Img: The Rape of Europa

The Metamorphoses is a long poem divided into 15 books. The poem recites a history of Greco-Roman mythology, from the creation of the universe to the deification of Julius Caesar, and mostly moves in chronological order. However, the poem is not simply a catalogue of familiar myths and legends. Although the poem touches almost all of Greek mythology’s high points (Perseus, Theseus, Hercules, Jason, Achilles, and all the rest appear at some point), the Metamorphoses is not interested in telling the full story for all of its characters. The poem assumes that its readers have some background knowledge of these stories anyway, and instead weaves a long mythological history using the concepts of metamorphosis and change as a unifying theme. It’s an incredibly ambitious idea, but Ovid pulls it off beautifully. I mentioned in my review of the Heroides that I think Ovid has a real gift for getting inside the heads of these mythological characters and treating them as real people with genuine emotions and depth. Those skills are on full display here. This book may not be the best introduction to Greek mythology (although you could do far worse), as it does assume a certain level of familiarity and skips over some things. But the Metamorphoses is on par with Homer’s epics as the most impressive retelling of Greek mythology I’ve ever read.

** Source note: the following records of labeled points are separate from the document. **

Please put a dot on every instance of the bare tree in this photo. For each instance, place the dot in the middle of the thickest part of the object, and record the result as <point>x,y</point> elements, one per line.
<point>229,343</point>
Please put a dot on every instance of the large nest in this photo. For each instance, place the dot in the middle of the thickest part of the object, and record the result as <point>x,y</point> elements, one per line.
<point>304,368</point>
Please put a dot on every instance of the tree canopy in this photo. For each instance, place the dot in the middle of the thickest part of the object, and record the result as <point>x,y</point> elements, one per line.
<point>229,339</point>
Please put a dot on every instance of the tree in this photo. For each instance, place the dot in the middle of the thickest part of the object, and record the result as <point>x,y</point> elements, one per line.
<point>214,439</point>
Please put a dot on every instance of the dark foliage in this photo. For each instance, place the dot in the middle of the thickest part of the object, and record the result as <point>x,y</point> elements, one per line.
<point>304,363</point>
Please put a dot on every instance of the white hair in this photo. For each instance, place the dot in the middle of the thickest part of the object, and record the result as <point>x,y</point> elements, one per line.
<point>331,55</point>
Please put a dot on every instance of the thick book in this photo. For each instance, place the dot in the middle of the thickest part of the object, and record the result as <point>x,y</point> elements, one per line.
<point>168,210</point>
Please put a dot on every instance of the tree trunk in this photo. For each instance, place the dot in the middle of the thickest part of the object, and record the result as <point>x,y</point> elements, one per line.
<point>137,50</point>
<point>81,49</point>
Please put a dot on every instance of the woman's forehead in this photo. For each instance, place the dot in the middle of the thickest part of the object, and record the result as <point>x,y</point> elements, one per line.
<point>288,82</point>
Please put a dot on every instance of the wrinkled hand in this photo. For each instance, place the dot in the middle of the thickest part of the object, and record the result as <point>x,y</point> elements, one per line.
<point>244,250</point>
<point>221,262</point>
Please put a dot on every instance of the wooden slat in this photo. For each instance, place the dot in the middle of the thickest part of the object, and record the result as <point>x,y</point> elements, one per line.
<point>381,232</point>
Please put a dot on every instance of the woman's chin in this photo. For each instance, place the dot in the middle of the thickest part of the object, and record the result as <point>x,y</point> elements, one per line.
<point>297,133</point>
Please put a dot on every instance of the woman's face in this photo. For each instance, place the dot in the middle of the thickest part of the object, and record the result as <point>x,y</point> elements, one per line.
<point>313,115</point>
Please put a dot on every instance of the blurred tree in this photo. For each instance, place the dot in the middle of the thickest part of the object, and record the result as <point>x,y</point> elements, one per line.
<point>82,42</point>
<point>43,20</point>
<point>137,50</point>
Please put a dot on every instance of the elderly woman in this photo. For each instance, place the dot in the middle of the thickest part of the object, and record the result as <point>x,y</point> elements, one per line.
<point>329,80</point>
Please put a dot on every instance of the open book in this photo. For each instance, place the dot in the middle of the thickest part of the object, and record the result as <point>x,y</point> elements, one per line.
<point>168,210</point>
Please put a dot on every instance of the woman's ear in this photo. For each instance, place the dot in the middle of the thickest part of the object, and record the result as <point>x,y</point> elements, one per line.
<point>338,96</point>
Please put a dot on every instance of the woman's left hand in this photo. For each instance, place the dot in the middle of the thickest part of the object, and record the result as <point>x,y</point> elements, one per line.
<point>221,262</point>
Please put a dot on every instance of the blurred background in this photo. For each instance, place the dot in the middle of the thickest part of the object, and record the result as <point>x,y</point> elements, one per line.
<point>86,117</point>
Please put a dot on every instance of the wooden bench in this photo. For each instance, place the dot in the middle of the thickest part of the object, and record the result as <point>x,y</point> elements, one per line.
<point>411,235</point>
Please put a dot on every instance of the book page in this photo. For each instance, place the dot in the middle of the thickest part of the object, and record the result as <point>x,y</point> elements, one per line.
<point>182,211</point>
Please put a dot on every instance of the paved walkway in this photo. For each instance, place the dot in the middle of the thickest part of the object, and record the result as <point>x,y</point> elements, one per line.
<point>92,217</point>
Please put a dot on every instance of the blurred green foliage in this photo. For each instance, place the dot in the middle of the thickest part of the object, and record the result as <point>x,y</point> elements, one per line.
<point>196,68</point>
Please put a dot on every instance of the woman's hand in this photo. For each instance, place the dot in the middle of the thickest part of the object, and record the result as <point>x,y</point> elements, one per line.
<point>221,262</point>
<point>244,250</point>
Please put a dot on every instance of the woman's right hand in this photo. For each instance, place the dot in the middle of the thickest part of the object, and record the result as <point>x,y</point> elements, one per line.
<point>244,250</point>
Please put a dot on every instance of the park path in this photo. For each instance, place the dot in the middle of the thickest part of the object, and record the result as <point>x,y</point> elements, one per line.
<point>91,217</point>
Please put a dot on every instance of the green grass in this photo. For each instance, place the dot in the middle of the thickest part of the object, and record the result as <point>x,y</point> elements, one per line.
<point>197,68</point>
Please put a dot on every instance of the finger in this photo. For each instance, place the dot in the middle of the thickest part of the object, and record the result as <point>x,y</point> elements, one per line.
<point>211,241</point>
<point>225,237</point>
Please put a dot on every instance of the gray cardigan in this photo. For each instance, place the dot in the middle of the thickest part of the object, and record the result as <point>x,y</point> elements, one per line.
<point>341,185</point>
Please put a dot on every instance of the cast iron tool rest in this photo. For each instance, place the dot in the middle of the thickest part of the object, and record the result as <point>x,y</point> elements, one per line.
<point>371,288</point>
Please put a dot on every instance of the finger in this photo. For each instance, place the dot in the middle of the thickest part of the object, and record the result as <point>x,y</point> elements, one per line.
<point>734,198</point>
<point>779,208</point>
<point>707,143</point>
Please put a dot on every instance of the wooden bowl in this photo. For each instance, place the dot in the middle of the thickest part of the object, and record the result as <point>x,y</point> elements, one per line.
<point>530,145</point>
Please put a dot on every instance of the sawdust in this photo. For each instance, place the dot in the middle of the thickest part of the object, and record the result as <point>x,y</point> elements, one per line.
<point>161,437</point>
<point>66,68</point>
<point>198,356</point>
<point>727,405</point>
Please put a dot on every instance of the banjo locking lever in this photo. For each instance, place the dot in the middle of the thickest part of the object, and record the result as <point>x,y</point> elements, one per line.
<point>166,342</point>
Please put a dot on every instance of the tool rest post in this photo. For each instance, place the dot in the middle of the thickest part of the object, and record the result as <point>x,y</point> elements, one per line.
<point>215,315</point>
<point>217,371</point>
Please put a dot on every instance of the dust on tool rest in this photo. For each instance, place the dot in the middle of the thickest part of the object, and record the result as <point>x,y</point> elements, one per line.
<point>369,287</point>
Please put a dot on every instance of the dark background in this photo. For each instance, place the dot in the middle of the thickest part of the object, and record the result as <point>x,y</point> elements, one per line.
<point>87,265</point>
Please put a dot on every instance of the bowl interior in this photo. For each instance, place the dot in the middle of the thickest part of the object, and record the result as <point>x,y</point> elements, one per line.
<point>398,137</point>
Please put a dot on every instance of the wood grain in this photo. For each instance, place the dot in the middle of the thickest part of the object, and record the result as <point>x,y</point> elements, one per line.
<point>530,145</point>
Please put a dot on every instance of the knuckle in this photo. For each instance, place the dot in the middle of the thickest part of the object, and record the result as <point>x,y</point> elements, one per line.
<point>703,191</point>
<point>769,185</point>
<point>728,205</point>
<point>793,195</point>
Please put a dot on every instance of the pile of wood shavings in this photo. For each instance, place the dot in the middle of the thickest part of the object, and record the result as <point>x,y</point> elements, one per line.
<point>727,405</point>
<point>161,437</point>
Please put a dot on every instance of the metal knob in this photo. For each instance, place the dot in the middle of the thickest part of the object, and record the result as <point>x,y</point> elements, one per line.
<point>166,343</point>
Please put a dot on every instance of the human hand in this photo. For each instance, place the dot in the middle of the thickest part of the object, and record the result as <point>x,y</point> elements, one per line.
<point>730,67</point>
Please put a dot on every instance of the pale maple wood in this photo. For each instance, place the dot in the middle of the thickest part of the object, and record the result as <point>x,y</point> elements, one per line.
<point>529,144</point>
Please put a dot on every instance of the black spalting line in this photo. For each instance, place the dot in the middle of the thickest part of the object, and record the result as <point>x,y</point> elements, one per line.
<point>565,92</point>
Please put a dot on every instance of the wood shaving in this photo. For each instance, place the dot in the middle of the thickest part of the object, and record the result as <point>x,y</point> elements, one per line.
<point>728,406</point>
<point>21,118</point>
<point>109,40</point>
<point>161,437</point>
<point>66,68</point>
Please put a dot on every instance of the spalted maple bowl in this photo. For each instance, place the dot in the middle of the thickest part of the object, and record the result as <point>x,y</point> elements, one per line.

I’m not the only person to gush so shamelessly over this poem, which was wildly popular in Roman times. There were a few dicey years towards the end of the Roman Empire, when Christian leaders condemned the poem as shamelessly pagan, but the brilliance of Ovid won out and the poem survived to influence thinkers in the Middle Ages and beyond. The poem continued to be extremely popular throughout this time, and the Metamorphoses was one of the most popular books in the Western world for over a thousand years (over 400 manuscripts survive from the Middle Ages alone, which is a lot). It has inspired countless artists, poets, and writers throughout this time. W.R. Johnson pretty much summed it up in stating that “no other poem from antiquity has so influenced the literature and art of Western Europe as has the Metamorphoses.” That’s a pretty good legacy, and one that Ovid predicted in the final lines of his poem:

“And now my work is done: no wrath of Jove nor fire nor sword nor time, which would erode all things, has power to blot out this poem…my name and fame are sure: I shall have life.”

Img: Orpheus

To sum up, this was an incredible book and, in my humble opinion, the only truly original piece of literature surviving from the Roman Republic/early Roman Empire*. If somebody wanted to read just one book from this period, I’d still probably recommend The Aeneid, which is the “most Roman” book in a lot of ways and a little more representative of the period. But I think the Metamorphoses was the best work of its era. 6 stars, a must read for anyone with an interest in classical literature (both for the poem's own merits and for the influence it has had throughout the centuries).

I read the Mandelbaum translation, which was stellar.

*Certainly the stories within the Metamorphoses are not original. They had been told countless times for hundreds of years before Ovid’s birth. And you could point to the Theogony of Hesiod as an example of an earlier catalogue of mythology. But this goes far beyond the Theogony in size and scope, and the idea of linking all of these stories with the theme of metamorphosis and change is so novel that I don’t think you can really compare the Metamorphoses to anything that had come before.